On 04/06/2015 01:14 PM, Jeff Moyer wrote:
> The way the on-stack plugging currently works, each nesting level
> flushes its own list of I/Os.  This can be less than optimal (read
> awful) for certain workloads.  For example, consider an application
> that issues asynchronous O_DIRECT I/Os.  It can send down a bunch of
> I/Os together in a single io_submit call, only to have each of them
> dispatched individually down in the bowells of the dirct I/O code.
> The reason is that there are blk_plug's instantiated both at the upper
> call site in do_io_submit and down in do_direct_IO.  The latter will
> submit as little as 1 I/O at a time (if you have a small enough I/O
> size) instead of performing the batching that the plugging
> infrastructure is supposed to provide.
>
> Now, for the case where there is an elevator involved, this doesn't
> really matter too much.  The elevator will keep the I/O around long
> enough for it to be merged.  However, in cases where there is no
> elevator (like blk-mq), I/Os are simply dispatched immediately.
>
> Try this, for example (note I'm using a virtio-blk device, so it's
> using the blk-mq single queue path, though I've also reproduced this
> with the micron p320h):
>
> fio --rw=read --bs=4k --iodepth=128 --iodepth_batch=16 --iodepth_batch_complete=16 --runtime=10s --direct=1 --filename=/dev/vdd --name=job1 --ioengine=libaio --time_based
>
> If you run that on a current kernel, you will get zero merges.  Zero!
> After this patch, you will get many merges (the actual number depends
> on how fast your storage is, obviously), and much better throughput.
> Here are results from my test rig:
>
> Unpatched kernel:
> Read B/W:    283,638 KB/s
> Read Merges: 0
>
> Patched kernel:
> Read B/W:    873,224 KB/s
> Read Merges: 2,046K
>
> I considered several approaches to solving the problem:
> 1)  get rid of the inner-most plugs
> 2)  handle nesting by using only one on-stack plug
> 2a) #2, except use a per-cpu blk_plug struct, which may clean up the
>      code a bit at the expense of memory footprint
>
> Option 1 will be tricky or impossible to do, since inner most plug
> lists are sometimes the only plug lists, depending on the call path.
> Option 2 is what this patch implements.  Option 2a is perhaps a better
> idea, but since I already implemented option 2, I figured I'd post it
> for comments and opinions before rewriting it.
>
> Much of the patch involves modifying call sites to blk_start_plug,
> since its signature is changed.  The meat of the patch is actually
> pretty simple and constrained to block/blk-core.c and
> include/linux/blkdev.h.  The only tricky bits were places where plugs
> were finished and then restarted to flush out I/O.  There, I went
> ahead and exported blk_flush_plug_list and called that directly.
>
> Comments would be greatly appreciated.

It's hard to argue with the increased merging for your case. The task 
plugs did originally work like you changed them to, not flushing until 
the outermost plug was flushed. Unfortunately I don't quite remember why 
I changed them, will have to do a bit of digging to refresh my memory.
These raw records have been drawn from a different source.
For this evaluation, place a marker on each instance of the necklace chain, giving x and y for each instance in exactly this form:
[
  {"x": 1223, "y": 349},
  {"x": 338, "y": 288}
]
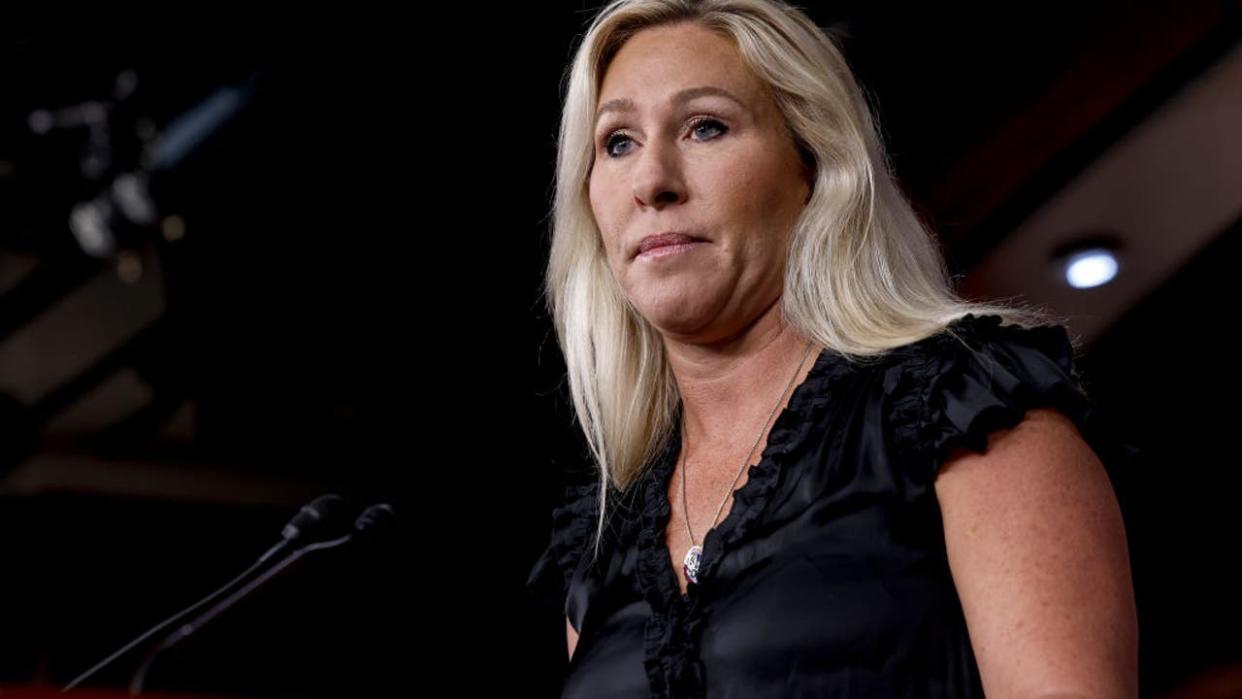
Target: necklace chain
[{"x": 694, "y": 554}]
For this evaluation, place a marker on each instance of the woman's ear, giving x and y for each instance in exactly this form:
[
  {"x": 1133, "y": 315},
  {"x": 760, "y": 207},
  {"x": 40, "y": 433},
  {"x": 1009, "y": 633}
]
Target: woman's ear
[{"x": 809, "y": 170}]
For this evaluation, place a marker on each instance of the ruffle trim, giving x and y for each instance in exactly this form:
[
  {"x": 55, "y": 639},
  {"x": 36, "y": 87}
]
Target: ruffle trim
[
  {"x": 573, "y": 523},
  {"x": 675, "y": 626},
  {"x": 951, "y": 396}
]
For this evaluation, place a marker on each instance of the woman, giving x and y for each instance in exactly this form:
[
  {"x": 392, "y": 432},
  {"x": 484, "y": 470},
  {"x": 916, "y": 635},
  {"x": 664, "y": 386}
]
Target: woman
[{"x": 734, "y": 272}]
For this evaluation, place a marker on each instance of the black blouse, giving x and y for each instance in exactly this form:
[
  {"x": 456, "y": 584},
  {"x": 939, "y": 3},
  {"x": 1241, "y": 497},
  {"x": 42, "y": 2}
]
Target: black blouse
[{"x": 829, "y": 576}]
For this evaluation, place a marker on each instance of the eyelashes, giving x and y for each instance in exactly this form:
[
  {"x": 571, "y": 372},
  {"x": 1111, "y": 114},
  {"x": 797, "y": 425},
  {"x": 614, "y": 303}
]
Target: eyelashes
[{"x": 619, "y": 135}]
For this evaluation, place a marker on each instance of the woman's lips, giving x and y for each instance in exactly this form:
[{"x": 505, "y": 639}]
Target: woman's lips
[
  {"x": 666, "y": 241},
  {"x": 672, "y": 248}
]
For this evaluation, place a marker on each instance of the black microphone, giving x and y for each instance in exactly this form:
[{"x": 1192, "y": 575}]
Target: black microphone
[
  {"x": 317, "y": 520},
  {"x": 374, "y": 524}
]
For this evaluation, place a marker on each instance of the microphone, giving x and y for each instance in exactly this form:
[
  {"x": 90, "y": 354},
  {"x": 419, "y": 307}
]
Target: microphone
[
  {"x": 375, "y": 523},
  {"x": 317, "y": 520}
]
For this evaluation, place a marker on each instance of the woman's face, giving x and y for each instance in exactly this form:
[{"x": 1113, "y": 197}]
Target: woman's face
[{"x": 722, "y": 170}]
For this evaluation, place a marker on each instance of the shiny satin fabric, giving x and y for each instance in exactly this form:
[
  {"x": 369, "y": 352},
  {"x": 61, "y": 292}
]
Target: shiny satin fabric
[{"x": 829, "y": 576}]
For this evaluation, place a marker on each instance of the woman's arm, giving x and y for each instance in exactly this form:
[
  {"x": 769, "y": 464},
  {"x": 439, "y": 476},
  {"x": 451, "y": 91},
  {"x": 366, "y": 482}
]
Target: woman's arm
[{"x": 1037, "y": 550}]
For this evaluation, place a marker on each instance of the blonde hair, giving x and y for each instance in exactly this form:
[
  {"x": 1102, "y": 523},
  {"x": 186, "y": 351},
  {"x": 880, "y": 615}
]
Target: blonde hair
[{"x": 863, "y": 273}]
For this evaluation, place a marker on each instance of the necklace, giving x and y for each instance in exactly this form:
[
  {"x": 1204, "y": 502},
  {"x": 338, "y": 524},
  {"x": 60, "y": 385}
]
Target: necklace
[{"x": 694, "y": 555}]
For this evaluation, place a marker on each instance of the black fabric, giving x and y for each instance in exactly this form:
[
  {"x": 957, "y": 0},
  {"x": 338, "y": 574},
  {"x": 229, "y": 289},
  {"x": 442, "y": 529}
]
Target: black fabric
[{"x": 829, "y": 576}]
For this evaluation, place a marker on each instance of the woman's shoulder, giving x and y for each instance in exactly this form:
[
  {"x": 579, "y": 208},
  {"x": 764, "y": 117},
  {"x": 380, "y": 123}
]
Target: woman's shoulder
[
  {"x": 979, "y": 375},
  {"x": 571, "y": 527}
]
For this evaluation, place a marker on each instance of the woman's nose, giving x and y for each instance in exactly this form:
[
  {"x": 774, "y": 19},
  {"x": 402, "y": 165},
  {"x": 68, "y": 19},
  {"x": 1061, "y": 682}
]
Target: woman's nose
[{"x": 657, "y": 176}]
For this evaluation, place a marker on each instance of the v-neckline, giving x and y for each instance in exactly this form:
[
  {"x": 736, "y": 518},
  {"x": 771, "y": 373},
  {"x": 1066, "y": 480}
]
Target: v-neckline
[{"x": 759, "y": 477}]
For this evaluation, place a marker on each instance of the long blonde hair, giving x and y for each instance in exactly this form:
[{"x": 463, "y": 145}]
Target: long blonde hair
[{"x": 863, "y": 273}]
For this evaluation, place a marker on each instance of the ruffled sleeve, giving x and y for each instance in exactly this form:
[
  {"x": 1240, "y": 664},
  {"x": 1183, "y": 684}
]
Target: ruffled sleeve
[
  {"x": 947, "y": 395},
  {"x": 573, "y": 523}
]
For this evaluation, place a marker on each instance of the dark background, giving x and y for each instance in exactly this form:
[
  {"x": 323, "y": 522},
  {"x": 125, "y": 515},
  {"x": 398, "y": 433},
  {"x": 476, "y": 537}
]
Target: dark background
[{"x": 354, "y": 308}]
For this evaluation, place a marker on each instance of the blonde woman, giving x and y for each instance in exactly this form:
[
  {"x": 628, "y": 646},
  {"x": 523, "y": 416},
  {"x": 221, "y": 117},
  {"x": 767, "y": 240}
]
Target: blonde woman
[{"x": 821, "y": 473}]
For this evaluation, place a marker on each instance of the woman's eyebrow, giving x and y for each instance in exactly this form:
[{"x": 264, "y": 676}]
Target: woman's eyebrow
[{"x": 626, "y": 104}]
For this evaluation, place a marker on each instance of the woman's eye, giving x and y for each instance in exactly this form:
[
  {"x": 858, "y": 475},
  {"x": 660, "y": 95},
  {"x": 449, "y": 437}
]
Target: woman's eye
[{"x": 617, "y": 137}]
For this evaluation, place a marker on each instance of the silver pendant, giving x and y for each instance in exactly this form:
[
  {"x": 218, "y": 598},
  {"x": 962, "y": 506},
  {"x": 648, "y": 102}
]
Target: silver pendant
[{"x": 691, "y": 565}]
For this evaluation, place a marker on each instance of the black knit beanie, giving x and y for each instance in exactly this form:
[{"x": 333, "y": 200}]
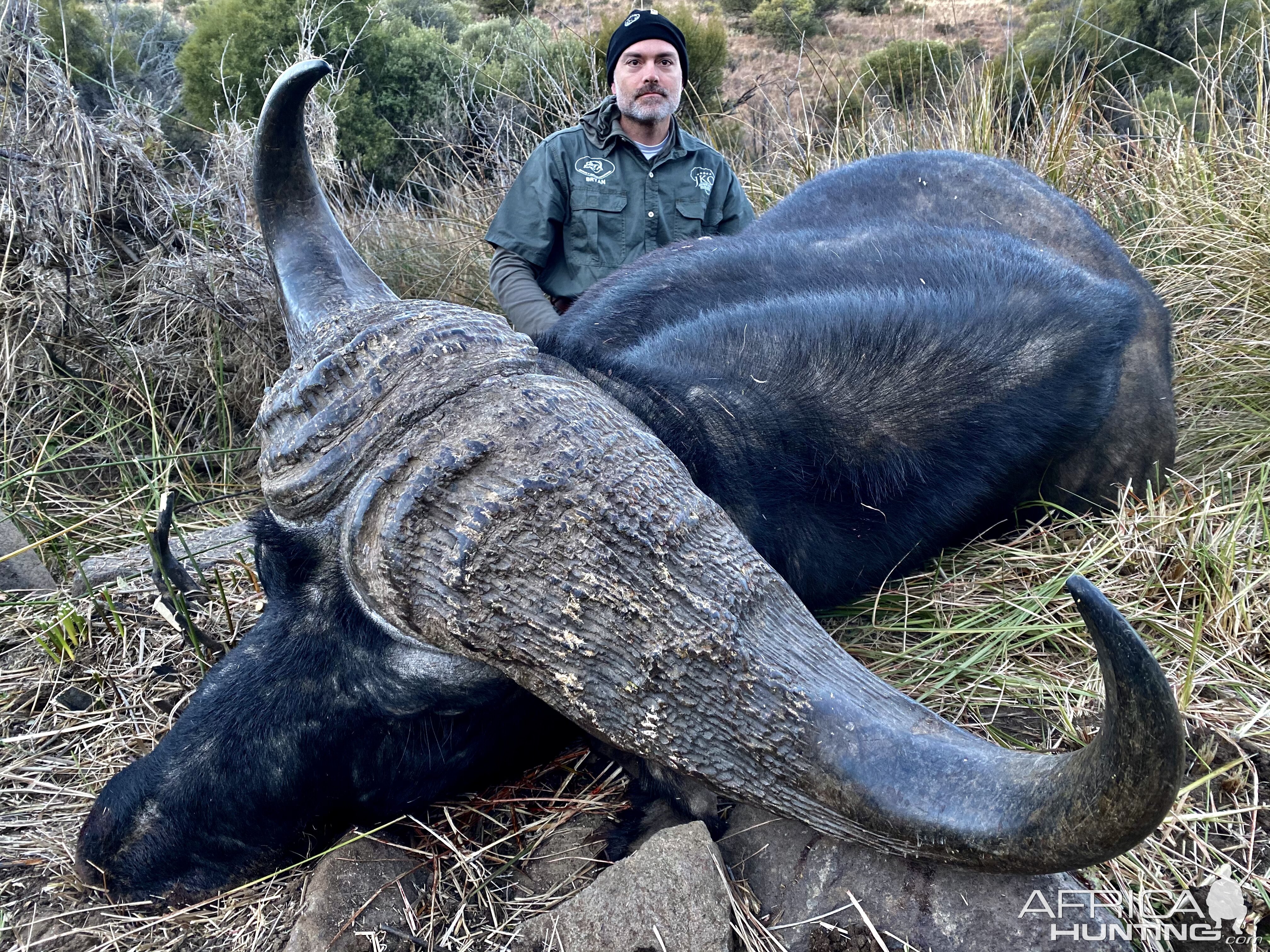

For cases where we don't do any merging (like nvme), we always want to 
flush. Well almost, if we start do utilize the batched submission, then 
the plug would still potentially help (just for other reasons than merging).

And agree with Ming, this can be cleaned up substantially. I'd also like 
to see some test results from the other end of the spectrum. Your posted 
cased is clearly based case (we missed tons of merging, now we don't), 
I'd like to see a normal case and a worst case result as well so we have 
an idea of what this would do to latencies.

-- 
Jens Axboe

next prev parent reply	other threads:[~2015-04-08 17:38 UTC|newest]

Thread overview: 9+ messages / expand[flat|nested]  mbox.gz  Atom feed  top
2015-04-06 19:14 [PATCH 1/2] [v2] blk-mq: fix plugging in blk_sq_make_request Jeff Moyer
2015-04-06 19:14 ` [PATCH 2/2] blk-plug: don't flush nested plug lists Jeff Moyer
2015-04-07  9:19   ` Ming Lei
2015-04-07 14:47     ` Jeff Moyer
2015-04-08 17:38   ` Jens Axboe [this message]
2015-04-07 16:09     ` Shaohua Li
2015-04-08 17:56     ` Jeff Moyer
2015-04-16 15:47     ` Jeff Moyer
     [not found]   ` <x49wq1nrcoe.fsf_-_@segfault.boston.devel.redhat.com>
     [not found]     ` <20150408230203.GG15810@dastard>
2015-04-09  0:54       ` [PATCH 2/2][v2] " Dave Chinner

Reply instructions:

You may reply publicly to this message via plain-text email
using any one of the following methods:

* Save the following mbox file, import it into your mail client,
  and reply-to-all from there: mbox

  Avoid top-posting and favor interleaved quoting:
  https://en.wikipedia.org/wiki/Posting_style#Interleaved_style

* Reply using the --to, --cc, and --in-reply-to
  switches of git-send-email(1):

  git send-email \
    --in-reply-to=55256786.8000608@kernel.dk \
    --to=axboe@kernel.dk \
    --cc=jmoyer@redhat.com \
    --cc=linux-kernel@vger.kernel.org \
    /path/to/YOUR_REPLY

  https://kernel.org/pub/software/scm/git/docs/git-send-email.html

* If your mail client supports setting the In-Reply-To header
  via mailto: links, try the mailto: link

Be sure your reply has a Subject: header at the top and a blank line before the message body.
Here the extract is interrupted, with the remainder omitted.